Case Presentation: A healthy 3 year-old male from Arizona was seen in outpatient ENT clinic for 2.5 weeks of intermittent stridor, hoarse voice, barky cough, and 1 day of increased work of breathing. He had previously been evaluated on 4 separate occasions by his pediatrician or the emergency department. Each time, he was treated for presumed viral croup with temporary improvement of his symptoms. Imaging of his neck with x-ray and computerized tomography was remarkable only for subglottic edema. He had been afebrile, tolerating oral intake, and had no recent history of strep throat or viral symptoms. In ENT clinic, a flexible laryngoscopy revealed frank purulent secretions in the laryngeal inlet. The patient was directly admitted for further evaluation, monitoring, and treatment. He was started on Unasyn to empirically treat bacterial infection and IV Decadron to minimize airway edema. He underwent laryngoscopy the next morning and was found to have a subglottic granuloma (Figure 1) that was debrided and sent for pathology and cultures. He had no stridor or difficulty breathing post operatively and was discharged home on Cefdinir after his tissue culture grew Staph Aureus. 4 days after discharge, the granuloma pathology report (Figure 2) returned showing Coccidioides spherules and he was started on Fluconazole. He had negative complement fixation titers and antibodies at both 2 weeks and 2.5 months after starting antifungal treatment. A flexible laryngoscopy 1 month after discharge showed no further granuloma tissue. He was followed by the outpatient Coccidiomycosis clinic and his fluconazole was stopped after 3 months of therapy and complete resolution of symptoms.

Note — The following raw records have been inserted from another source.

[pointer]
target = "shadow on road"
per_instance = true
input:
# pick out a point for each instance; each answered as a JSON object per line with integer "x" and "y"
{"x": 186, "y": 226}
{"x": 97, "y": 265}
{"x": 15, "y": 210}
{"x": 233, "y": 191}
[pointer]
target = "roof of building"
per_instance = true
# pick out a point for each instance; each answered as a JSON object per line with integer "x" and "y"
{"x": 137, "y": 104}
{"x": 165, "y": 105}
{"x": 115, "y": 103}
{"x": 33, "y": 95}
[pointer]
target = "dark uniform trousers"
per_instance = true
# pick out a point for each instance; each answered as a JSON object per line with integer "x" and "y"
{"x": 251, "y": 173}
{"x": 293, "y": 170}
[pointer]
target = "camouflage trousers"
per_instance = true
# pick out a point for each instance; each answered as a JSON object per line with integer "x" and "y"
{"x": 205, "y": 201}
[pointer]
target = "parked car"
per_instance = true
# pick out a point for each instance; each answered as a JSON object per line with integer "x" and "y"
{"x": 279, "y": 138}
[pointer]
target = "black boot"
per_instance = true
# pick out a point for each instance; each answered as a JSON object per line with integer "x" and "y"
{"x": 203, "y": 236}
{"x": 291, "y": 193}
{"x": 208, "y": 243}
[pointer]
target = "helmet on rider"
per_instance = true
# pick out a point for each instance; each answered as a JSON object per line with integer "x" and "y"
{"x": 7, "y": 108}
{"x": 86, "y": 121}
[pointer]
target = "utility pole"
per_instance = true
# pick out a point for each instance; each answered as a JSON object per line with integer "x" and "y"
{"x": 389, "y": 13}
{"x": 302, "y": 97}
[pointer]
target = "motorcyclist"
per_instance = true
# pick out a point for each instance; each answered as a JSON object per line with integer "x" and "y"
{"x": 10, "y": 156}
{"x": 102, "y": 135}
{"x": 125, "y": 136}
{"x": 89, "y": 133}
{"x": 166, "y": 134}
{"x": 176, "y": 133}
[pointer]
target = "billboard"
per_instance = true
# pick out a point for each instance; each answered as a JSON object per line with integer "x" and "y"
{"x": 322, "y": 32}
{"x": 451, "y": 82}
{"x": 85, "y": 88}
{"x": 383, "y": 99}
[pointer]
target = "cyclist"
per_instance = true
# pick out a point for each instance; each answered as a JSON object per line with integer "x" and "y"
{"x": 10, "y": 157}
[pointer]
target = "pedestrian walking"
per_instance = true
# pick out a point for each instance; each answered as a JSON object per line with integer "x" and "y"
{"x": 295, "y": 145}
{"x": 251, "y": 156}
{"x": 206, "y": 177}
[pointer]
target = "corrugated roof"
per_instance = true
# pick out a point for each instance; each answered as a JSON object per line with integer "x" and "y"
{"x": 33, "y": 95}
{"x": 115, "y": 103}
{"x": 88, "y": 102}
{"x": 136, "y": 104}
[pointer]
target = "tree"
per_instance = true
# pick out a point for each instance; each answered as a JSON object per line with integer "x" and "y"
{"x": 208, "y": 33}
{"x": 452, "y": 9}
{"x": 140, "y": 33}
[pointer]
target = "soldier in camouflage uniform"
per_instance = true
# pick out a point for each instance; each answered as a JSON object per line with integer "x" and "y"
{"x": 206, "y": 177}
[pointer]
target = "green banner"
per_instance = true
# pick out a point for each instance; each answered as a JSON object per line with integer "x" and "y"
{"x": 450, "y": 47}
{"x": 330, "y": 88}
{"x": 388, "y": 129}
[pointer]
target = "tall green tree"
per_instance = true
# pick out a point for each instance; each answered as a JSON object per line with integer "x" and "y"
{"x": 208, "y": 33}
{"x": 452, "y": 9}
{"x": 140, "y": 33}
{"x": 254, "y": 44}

Discussion: Coccidioidomycosis is a fungal infection caused by Coccidioides which is endemic to the lower deserts of the southwestern United States. Primary disease, usually localized to the lungs, is caused by inhalation of fungal spores. Most patients are asymptomatic or have only mild pulmonary symptoms with dissemination and non-cutaneous extrapulmonary manifestations occurring in fewer than 2% of cases. Laryngeal coccidiomycosis has been reported in roughly 6% of cases with extrapulmonary manifestations. In children, it can present with progressive stridor, dyspnea, or hoarseness with findings of granulomatous lesions on the vocal cords or subglottic tissue. There are several proposed mechanisms of laryngeal infection. Laryngeal tissues can be directly inoculated by inhaled spores or infected sputum, or can arise by extension from infected lymph nodes. Positive fungal cultures or spherules on pathology can confirm diagnosis. Serologic testing and complement fixation titers can be monitored to assess response to therapy and some studies have shown that high or rising titers are associated with more severe and disseminated disease. Antifungal therapy is indicated in pediatric infections to reduce severity of disease and likelihood of dissemination. Fluconazole is the preferred treatment due to its bioavailability and blood brain barrier penetration.
Conclusions: This case highlights the importance of maintaining a high index of suspicion and avoiding premature diagnostic closure. This patient was repeatedly treated for croup despite lack of viral symptoms and persistence of stridor. Although rare, laryngeal coccidioidomycosis should be considered in endemic areas in patients presenting with recurrent stridor, vocal changes, and signs of airway obstruction.